Even while U.S. officials were amassing a dossier on Mughniyeh's recent activities, there was no official confirmation of them. Iranian officials insisted they knew nothing of his whereabouts, and Hizbullah never officially admitted its connection to him. But that charade ended with Mughniyeh's demise. Mitch Prothero, an American journalist based in Lebanon, reported Wednesday that at about 11 a.m., Hizbullah's television station interrupted its normal programming to announce the news of its fallen leader.

"With all pride, we declare a great jihadist leader of the Islamic resistance in Lebanon joining the martyrs," said a statement carried on Hizbullah's television network. "The brother commander hajj Imad Mughniyeh became a martyr at the hands of the Zionist Israelis." The announcement, Prothero noted, used precisely the same language as when the group announced the death of Sayyed Abbas Moussawi, then Hizbullah's supreme commander, in an Israeli airstrike in 1992.

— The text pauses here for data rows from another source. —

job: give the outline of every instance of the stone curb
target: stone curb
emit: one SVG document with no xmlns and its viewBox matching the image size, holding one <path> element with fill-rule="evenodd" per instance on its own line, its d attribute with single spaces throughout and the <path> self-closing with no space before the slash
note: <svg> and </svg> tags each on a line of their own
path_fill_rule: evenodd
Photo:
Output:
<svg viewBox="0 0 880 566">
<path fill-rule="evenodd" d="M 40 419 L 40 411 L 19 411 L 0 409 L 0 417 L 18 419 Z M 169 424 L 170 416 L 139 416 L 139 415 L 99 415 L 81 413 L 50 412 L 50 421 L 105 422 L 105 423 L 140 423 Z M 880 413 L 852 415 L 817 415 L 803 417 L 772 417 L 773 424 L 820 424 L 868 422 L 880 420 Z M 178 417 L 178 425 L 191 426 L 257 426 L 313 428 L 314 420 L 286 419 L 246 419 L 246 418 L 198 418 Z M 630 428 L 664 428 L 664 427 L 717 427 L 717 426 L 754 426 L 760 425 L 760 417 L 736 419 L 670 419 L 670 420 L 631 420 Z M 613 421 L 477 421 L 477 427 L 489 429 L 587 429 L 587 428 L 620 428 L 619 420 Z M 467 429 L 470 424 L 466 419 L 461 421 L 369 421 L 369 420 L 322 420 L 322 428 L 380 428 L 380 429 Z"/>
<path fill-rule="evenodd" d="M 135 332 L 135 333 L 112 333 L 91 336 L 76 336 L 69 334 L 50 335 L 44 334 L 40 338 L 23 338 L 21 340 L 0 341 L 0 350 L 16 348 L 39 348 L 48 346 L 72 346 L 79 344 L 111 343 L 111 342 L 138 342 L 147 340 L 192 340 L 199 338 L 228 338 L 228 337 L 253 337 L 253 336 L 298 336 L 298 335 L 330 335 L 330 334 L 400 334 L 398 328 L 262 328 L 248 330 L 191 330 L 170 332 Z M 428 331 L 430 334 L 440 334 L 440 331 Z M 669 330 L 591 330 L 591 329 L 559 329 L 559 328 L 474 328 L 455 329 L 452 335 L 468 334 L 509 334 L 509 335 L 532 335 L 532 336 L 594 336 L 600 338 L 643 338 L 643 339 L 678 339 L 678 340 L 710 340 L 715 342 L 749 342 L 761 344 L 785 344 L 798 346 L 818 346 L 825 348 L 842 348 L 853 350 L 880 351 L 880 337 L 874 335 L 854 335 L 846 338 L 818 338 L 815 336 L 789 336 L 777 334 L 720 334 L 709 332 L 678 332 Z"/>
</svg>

The key question, of course, is what role, if any, U.S. or Israeli intelligence may have played in the explosion that killed Mughniyeh. U.S. officials today refused to comment and the Israelis denied they were responsible. But the speculation is likely to go on for some time and could point to many suspects with possible motives. Prothero told NEWSWEEK that Mughniyeh's car, which was blown up in the explosion that killed him, had been parked in a lot in a Damascus suburb—next door to a building known to have been used by Syrian military intelligence.